At least until the final episode, which I thought sent the series out on a high, dealing with the different experiences of the veterans, and their different attitudes. The return to work, the search for women, the attempt to understand survival, and to fit back in to the community and civilian life. These are common themes I suppose of people returning from war, but they were handled effectively, especially Sledge’s experiences at the Polytechnic when he explained to the young lady behind the desk what the Marine Corps had trained him to do, and then his relationship with his parents.

Maybe part of my different reaction is due to the smaller number of veterans interviewed, inevitable after another decade had taken its toll. But watching the documentary at the end of Band of Brothers I think did re-cast the experience of the previous episodes and give them an added depth, that the lack of a similar one for The Pacific failed to do. This could of course be Sky’s fault for not showing it if it exists. One quick point about some of the spin coming from Hanks and co, that I alluded to before, which was the point about the programme reflecting a racial element to the struggle. I still felt this was dealt with in a tokenistic manner, and there is of course the question of whether thinking that the word “japs” is automatically more racist than “krauts” during wartime. This is not to deny that there was a large racial element in the conduct of the war, just to say that didn’t come out as strongly as expected from the hype.

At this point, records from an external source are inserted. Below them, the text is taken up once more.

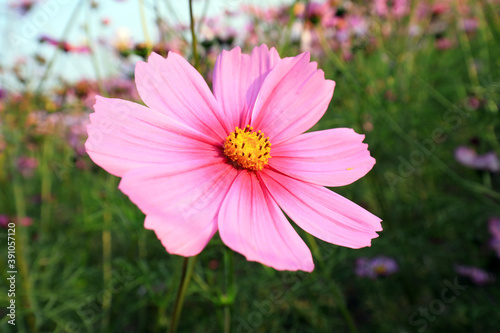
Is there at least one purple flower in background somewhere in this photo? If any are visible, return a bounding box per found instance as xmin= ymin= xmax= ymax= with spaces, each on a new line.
xmin=471 ymin=152 xmax=499 ymax=171
xmin=454 ymin=146 xmax=500 ymax=172
xmin=374 ymin=0 xmax=409 ymax=18
xmin=299 ymin=1 xmax=334 ymax=26
xmin=462 ymin=18 xmax=478 ymax=33
xmin=491 ymin=239 xmax=500 ymax=259
xmin=348 ymin=16 xmax=369 ymax=37
xmin=63 ymin=114 xmax=91 ymax=156
xmin=455 ymin=265 xmax=495 ymax=285
xmin=17 ymin=156 xmax=38 ymax=178
xmin=489 ymin=217 xmax=500 ymax=239
xmin=9 ymin=0 xmax=37 ymax=16
xmin=356 ymin=256 xmax=398 ymax=279
xmin=466 ymin=96 xmax=481 ymax=110
xmin=435 ymin=38 xmax=454 ymax=50
xmin=0 ymin=215 xmax=32 ymax=228
xmin=489 ymin=217 xmax=500 ymax=258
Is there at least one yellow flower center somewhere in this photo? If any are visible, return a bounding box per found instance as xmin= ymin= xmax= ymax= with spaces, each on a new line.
xmin=374 ymin=265 xmax=387 ymax=275
xmin=223 ymin=125 xmax=271 ymax=171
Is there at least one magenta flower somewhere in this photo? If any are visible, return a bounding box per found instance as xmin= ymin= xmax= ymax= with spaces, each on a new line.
xmin=0 ymin=215 xmax=9 ymax=228
xmin=85 ymin=45 xmax=381 ymax=272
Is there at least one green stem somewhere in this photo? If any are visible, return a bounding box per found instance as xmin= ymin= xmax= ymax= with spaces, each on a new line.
xmin=10 ymin=153 xmax=37 ymax=331
xmin=277 ymin=0 xmax=300 ymax=54
xmin=169 ymin=256 xmax=197 ymax=333
xmin=224 ymin=307 xmax=231 ymax=333
xmin=189 ymin=0 xmax=200 ymax=71
xmin=36 ymin=0 xmax=84 ymax=94
xmin=223 ymin=249 xmax=235 ymax=333
xmin=40 ymin=136 xmax=52 ymax=239
xmin=453 ymin=1 xmax=479 ymax=86
xmin=101 ymin=205 xmax=112 ymax=331
xmin=330 ymin=282 xmax=358 ymax=333
xmin=167 ymin=4 xmax=201 ymax=332
xmin=308 ymin=233 xmax=357 ymax=333
xmin=84 ymin=5 xmax=105 ymax=95
xmin=139 ymin=0 xmax=152 ymax=55
xmin=197 ymin=0 xmax=211 ymax=35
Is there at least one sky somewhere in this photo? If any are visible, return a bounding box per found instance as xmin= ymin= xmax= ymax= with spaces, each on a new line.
xmin=0 ymin=0 xmax=292 ymax=90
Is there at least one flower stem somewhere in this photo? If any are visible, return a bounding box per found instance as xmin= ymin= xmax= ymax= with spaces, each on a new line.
xmin=167 ymin=3 xmax=200 ymax=332
xmin=330 ymin=281 xmax=358 ymax=333
xmin=101 ymin=203 xmax=112 ymax=331
xmin=39 ymin=136 xmax=53 ymax=239
xmin=223 ymin=249 xmax=235 ymax=332
xmin=84 ymin=5 xmax=105 ymax=95
xmin=169 ymin=256 xmax=197 ymax=333
xmin=10 ymin=151 xmax=37 ymax=331
xmin=189 ymin=0 xmax=200 ymax=71
xmin=224 ymin=307 xmax=231 ymax=333
xmin=139 ymin=0 xmax=152 ymax=56
xmin=36 ymin=0 xmax=84 ymax=94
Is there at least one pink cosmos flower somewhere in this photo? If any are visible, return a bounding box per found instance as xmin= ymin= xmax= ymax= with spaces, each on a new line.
xmin=85 ymin=45 xmax=382 ymax=272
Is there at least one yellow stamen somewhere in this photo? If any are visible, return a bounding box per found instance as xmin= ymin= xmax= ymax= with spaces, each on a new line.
xmin=223 ymin=125 xmax=272 ymax=171
xmin=374 ymin=265 xmax=387 ymax=275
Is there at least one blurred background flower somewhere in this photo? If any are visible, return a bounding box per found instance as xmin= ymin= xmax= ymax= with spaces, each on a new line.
xmin=355 ymin=256 xmax=399 ymax=279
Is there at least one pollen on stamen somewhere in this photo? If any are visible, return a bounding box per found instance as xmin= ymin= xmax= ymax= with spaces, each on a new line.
xmin=223 ymin=126 xmax=272 ymax=171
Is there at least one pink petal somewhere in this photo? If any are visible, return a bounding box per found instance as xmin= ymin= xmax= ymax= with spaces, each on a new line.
xmin=143 ymin=214 xmax=218 ymax=257
xmin=118 ymin=159 xmax=238 ymax=256
xmin=218 ymin=171 xmax=314 ymax=272
xmin=250 ymin=52 xmax=335 ymax=144
xmin=213 ymin=45 xmax=280 ymax=128
xmin=86 ymin=96 xmax=220 ymax=177
xmin=261 ymin=169 xmax=382 ymax=249
xmin=135 ymin=52 xmax=230 ymax=141
xmin=269 ymin=128 xmax=375 ymax=187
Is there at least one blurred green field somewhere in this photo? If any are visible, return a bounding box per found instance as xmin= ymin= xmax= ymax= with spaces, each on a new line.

Despite the strong finish, it’s hard not to agree with Bakunin’s comment on the previous thread where he said:

I’m six episodes in and I think it is nowhere near as good as BoB. The acting, stories, and writing are not as sharp nor interesting. I think The Pacific drops off the longer it goes on.

Which is a shame. None of us can deny the importance of the sacrifice of those who fought against fascism in whatever theatre and in whatever way, and that it is a good thing to see their experiences recorded in this way. It’s just unfortunate to come away feeling that it could have been done better given what we had seen this team do before with Band of Brothers. I felt there were more interesting stories lurking there that failed to come out because of the decision of the producers to concentrate on a much smaller number of men.